The NILs carrying single R genes were also evaluated with the same set of isolates, thereby providing a reference framework to interpret the resistance mechanisms in the japonica varieties (Table 5, Supplementary Table S2). Notably, lines harboring xa5, Xa7, Xa21, and Xa23 consistently showed resistance across representative Xoo isolates. When compared to the japonica varieties, it is evident that certain japonica entries, particularly Japonica 7 and Japonica 2, may share functional resistance pathways similar to those mediated by Xa21 or Xa23, given their broad-spectrum responses.

3.3. RTSV and BPH Resistance

The resistance screening against RTSV was performed across four consecutive seasons using the same japonica entries (Table 6). The results revealed a consistent but seasonally influenced pattern of resistance expression. In the 2023 dry season (DS), five entries, MS 11, Japonica 1, Japonica 2, Japonica 6, and Cordillera 4, were rated moderately resistant (MR), while Japonica 7 showed a stronger reaction, being rated resistant (R).
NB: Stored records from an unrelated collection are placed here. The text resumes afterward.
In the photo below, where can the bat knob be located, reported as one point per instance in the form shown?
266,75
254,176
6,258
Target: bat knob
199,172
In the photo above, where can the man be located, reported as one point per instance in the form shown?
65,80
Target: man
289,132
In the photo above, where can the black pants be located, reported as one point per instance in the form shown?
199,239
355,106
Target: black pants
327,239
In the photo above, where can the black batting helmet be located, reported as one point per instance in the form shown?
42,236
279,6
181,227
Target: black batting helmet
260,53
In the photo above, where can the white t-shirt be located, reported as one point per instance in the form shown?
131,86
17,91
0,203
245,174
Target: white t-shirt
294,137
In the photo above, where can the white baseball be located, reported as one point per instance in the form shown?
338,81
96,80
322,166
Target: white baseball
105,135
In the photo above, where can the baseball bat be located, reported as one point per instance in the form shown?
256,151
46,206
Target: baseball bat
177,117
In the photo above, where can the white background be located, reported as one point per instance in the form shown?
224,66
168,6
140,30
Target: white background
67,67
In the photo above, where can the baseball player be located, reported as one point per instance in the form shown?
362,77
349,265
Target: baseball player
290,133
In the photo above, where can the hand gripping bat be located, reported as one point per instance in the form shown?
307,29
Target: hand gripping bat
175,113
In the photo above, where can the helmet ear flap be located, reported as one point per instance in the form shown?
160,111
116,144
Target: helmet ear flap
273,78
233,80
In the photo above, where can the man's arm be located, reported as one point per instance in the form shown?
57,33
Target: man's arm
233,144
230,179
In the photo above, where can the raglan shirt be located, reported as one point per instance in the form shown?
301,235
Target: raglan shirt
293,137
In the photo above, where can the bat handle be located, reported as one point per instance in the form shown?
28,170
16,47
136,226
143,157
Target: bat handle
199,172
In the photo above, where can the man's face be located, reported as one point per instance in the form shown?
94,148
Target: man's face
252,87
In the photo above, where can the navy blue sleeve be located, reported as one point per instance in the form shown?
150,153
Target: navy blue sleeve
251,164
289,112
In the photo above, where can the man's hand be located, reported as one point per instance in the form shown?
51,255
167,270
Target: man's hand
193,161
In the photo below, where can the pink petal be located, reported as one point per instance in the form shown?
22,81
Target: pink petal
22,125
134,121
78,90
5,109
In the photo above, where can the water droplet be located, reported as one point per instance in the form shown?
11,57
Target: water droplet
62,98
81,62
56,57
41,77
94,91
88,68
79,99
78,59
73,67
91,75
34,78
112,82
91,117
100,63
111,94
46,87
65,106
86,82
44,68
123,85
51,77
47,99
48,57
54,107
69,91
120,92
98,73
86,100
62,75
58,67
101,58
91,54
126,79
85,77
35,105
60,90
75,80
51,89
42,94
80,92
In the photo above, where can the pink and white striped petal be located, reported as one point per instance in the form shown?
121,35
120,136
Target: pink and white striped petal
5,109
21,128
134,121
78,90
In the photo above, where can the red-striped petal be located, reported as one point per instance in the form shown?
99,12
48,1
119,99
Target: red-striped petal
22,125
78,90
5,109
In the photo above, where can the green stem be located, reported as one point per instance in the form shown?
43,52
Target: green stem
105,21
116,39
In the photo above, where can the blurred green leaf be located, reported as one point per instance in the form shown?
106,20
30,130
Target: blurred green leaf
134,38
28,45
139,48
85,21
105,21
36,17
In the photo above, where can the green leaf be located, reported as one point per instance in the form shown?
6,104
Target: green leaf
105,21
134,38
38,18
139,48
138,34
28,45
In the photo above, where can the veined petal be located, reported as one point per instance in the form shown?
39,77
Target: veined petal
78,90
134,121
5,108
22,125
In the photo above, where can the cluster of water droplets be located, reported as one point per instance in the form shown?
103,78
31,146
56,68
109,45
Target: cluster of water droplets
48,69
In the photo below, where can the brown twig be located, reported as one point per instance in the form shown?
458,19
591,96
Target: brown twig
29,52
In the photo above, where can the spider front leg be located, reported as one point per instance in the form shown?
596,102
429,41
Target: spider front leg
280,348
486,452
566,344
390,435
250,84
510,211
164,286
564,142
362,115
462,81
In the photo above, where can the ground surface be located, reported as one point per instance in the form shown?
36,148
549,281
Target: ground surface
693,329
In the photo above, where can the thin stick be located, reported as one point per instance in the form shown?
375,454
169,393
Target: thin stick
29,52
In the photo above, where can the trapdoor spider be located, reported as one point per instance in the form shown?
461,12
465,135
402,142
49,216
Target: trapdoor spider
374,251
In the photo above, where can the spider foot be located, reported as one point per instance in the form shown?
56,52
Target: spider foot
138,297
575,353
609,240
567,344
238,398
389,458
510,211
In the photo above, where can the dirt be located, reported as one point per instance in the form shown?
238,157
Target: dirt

By contrast, in the 2023 wet season (WS), all six entries exhibited an R rating, showing complete resistance across the japonica panel. In the following year, however, resistance expression decreased. During 2024 DS and 2024 WS, all six entries were consistently rated MR. Despite these seasonal shifts, no entry was rated Susceptible (S) in any season.
Resistance to BPH was evaluated in the same six japonica entries across the same four seasons (Table 6). In contrast to the RTSV results, BPH resistance showed greater variation both across seasons and among varieties, with no uniformly stable resistant type observed. Cordillera 4 and Japonica 7 exhibited the strongest resistance profiles among the panel. Cordillera 4 was rated MR in 2023 DS and 2024 DS, and notably R in 2024 WS, while Japonica 7 showed a similar trend, being rated MR in 2023 DS and 2024 DS and R in 2024 WS. In contrast, Japonica 1 and MS 11 were the most vulnerable, receiving three S ratings and only one MR rating each across the four seasons. Japonica 2 and Japonica 6 displayed intermediate but unstable resistance, with both varieties recording two MR and two S ratings.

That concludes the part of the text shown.